Die Barmer schlage eine Bedarfsplanung vor, die sich für den ambulanten und stationären Bereich an jeweils drei Versorgungstufen orientiere, so Straub. Den Versorgungsstufen würden unterschiedlich große regionale Planungsbereiche zugeordnet, für die der Bedarf an medizinischen Leistungen auf Basis der konkreten Zusammensetzung der Bevölkerung ermittelt werden könne. Am Ende der Planungen stünde eine solide Grundlage, um den benötigten Leistungen adäquate Kapazitäten gegenüberzustellen. Als Planungsgrundlage seien bundesweite Referenzwerte notwendig, die regelmäßig auf empirischer Grundlage von einer neutralen Stelle bereitgestellt werden sollten. Dies könne zum Beispiel das Statistische Bundesamt sein. Die Daten sollten die medizinische und technische Entwicklung einbeziehen und auf Unter-, Über- und Fehlversorgung in den Ländern hinweisen. Straub plädierte zugleich dafür, in den Ländern verpflichtend ein Landesgremium für die sektorenübergreifende Planung einzuführen. Perspektivisch könne der Auftrag zur Sicherstellung einer sektorenübergreifenden medizinischen Versorgung auf die neuen Ländergremien übergehen. Heute liege er für die ambulante Versorgung bei den Kassenärztlichen Vereinigungen, für die Krankenhäuser hingegen bei den Ländern.

Ländliche Krankenhäuser zu Gesundheitszentren entwickeln

Ob sich das Angebot der gesundheitlichen Versorgung bedarfsgerecht steuern lasse, analysierte Prof.
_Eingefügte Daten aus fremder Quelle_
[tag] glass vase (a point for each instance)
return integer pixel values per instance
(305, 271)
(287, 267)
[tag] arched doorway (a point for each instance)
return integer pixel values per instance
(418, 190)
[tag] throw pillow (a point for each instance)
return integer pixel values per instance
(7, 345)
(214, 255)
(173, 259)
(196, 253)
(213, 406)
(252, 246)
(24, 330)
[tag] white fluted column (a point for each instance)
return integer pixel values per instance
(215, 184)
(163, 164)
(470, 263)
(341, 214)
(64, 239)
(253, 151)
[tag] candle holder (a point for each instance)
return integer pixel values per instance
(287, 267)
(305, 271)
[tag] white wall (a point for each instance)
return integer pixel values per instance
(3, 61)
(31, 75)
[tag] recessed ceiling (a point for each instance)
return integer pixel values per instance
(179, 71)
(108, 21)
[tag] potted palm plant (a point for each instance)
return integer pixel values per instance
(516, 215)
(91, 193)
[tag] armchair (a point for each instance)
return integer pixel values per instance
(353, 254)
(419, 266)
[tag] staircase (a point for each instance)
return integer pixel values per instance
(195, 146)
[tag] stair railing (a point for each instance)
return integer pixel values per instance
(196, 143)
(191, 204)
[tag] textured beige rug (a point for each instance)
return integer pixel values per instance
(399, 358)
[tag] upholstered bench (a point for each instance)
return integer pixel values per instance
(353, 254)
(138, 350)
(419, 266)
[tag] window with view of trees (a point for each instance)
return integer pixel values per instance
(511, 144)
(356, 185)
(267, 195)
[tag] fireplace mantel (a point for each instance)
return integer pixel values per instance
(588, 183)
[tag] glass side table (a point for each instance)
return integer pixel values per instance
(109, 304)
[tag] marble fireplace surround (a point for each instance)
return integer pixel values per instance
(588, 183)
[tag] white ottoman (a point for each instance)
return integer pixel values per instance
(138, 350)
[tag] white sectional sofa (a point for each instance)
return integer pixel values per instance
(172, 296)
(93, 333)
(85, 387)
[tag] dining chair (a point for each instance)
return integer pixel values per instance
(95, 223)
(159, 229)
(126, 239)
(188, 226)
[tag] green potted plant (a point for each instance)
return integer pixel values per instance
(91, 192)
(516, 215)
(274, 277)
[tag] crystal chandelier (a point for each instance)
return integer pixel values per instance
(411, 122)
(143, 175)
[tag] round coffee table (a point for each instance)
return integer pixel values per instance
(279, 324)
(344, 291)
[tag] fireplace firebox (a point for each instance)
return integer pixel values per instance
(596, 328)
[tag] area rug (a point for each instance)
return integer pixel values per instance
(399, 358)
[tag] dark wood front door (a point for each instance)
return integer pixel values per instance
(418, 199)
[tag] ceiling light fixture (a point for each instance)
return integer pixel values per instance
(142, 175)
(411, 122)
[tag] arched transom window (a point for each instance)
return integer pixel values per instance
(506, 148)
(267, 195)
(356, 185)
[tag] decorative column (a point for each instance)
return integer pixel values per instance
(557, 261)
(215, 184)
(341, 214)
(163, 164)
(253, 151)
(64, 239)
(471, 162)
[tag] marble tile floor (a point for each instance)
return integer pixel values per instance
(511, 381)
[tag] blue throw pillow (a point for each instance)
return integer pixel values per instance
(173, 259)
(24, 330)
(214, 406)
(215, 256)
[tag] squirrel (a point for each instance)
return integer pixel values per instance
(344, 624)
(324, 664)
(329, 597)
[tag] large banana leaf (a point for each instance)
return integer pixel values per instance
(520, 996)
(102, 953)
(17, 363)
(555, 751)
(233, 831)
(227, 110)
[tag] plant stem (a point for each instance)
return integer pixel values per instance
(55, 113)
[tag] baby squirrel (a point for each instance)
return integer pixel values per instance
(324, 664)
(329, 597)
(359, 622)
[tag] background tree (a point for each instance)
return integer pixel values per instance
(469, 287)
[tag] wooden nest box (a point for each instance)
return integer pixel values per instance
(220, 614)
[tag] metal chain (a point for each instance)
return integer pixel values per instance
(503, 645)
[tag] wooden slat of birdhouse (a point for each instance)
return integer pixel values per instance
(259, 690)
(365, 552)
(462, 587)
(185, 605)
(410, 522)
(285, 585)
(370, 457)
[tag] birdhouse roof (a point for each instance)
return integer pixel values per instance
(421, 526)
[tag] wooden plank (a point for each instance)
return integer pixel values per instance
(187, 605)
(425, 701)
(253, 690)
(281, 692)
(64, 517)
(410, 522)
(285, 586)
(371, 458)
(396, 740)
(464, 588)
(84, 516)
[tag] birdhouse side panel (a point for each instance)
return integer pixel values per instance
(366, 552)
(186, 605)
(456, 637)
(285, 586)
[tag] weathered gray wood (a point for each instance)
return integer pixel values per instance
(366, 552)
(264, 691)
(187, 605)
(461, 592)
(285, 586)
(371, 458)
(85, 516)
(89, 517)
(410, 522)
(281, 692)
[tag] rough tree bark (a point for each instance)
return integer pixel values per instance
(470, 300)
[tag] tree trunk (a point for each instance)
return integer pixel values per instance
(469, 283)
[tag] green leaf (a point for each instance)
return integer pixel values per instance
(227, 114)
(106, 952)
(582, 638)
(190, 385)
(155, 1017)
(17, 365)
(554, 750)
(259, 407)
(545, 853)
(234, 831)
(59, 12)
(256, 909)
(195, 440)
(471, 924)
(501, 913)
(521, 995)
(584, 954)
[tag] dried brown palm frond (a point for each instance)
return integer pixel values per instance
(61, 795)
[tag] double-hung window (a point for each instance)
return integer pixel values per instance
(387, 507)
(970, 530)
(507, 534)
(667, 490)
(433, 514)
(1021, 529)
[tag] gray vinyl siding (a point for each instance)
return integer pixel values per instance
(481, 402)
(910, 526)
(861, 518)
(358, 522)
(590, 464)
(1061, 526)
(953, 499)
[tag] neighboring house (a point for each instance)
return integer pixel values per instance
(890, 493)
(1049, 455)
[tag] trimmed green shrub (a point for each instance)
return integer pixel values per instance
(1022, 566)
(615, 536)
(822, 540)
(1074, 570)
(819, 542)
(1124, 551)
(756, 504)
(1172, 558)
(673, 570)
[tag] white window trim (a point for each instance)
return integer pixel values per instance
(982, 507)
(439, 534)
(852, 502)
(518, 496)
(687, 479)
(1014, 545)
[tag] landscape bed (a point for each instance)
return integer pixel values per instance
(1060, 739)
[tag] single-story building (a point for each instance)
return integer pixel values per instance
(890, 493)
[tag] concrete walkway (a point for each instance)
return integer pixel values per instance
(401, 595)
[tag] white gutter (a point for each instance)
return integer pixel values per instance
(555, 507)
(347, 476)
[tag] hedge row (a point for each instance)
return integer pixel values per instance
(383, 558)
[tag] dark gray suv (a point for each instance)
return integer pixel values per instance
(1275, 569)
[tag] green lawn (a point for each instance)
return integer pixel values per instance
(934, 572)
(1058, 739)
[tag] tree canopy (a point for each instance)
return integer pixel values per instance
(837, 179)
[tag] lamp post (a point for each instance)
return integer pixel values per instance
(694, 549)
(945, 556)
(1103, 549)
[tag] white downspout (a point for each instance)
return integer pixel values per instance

Dr. Wolfgang Greiner, Mitglied des Sachverständigenrates für die Begutachtung der Entwicklung im Gesundheitswesen. Der Gesundheitsökonom von der Universität Bielefeld widmete sich dabei insbesondere dem ländlichen Raum und ausgewählten Leistungsbereichen. Auch sein Fazit lautet: Bedarfsplanung solle sich an den zu erbringenden Leistungen orientieren, nicht mehr an festen Kapazitätsgrößen. Krankenhaus- und ambulante Planungen müssten sektoral und regional besser vernetzt werden. Das Aufbrechen sektoraler Grenzen sei gerade auf dem Lande unumgänglich. Ländliche Krankenhäuser, so Greiner, sollten sich zu Gesundheitszentren für die Primär- und Langzeitversorgung weiterentwickeln.

Bestehende Versorgungspfade überdenken

Der unparteiische Vorsitzende des Gemeinsamen Bundesausschusses, Prof. Josef Hecken, verdeutlichte, dass zunehmende Multimorbidität aufgrund der Alterung der Gesellschaft gepaart mit der Behandelbarkeit von immer mehr Erkrankungen das Gesundheitssystem nicht nur vor finanzielle, sondern auch große personelle Herausforderungen stellt. Das zwinge zu einer stringenten abstrakt-generellen Bewertung von neuen Therapieoptionen, um so echte und nützliche Innovationen von Scheininnovationen ohne Mehrwert zu unterscheiden und Mehrausgaben auf der Basis von evidenzbasierten Bewertungen zu dämpfen. „Es ist besonders wichtig, bei Therapieent- scheidungen im Einzelfall stärker als bisher zu prüfen, ob aus einem abstrakt- generellen Nutzen neuer Therapieoptionen auch im konkret-individuellen Behandlungsfall ein Nutzen für den Patienten eintritt“, so Hecken. Dies sei häufig nicht der Fall, Behandlungen erfolgten aber trotzdem, weil Fehlanreize in der heutigen Vergütungssystematik dazu animierten. Zugleich sei es notwendig, bestehende Versorgungspfade zu überdenken, zu optimieren und um neue Komponenten im Grenzbereich zwischen ambulanter und stationärer Versorgung zu ergänzen. Hochspezialisierte und komplexe Leistungen seien auf „echte“ Zentren zu fokussieren und multimorbide Patienten in der ganzheitlichen Versorgung optimal zu betreuen und anzuleiten. Dabei müssten auch die Möglichkeiten und Chancen der Delegation und der echten Substitution von ärztlichen Leistungen vorurteilsfrei genutzt werden, um mit Blick auf die immer knapper werdenden Personalressourcen eine Sicherstellung flächendeckender Versorgung vor allem in ländlichen Regionen überhaupt noch gewährleisten zu können, so Hecken.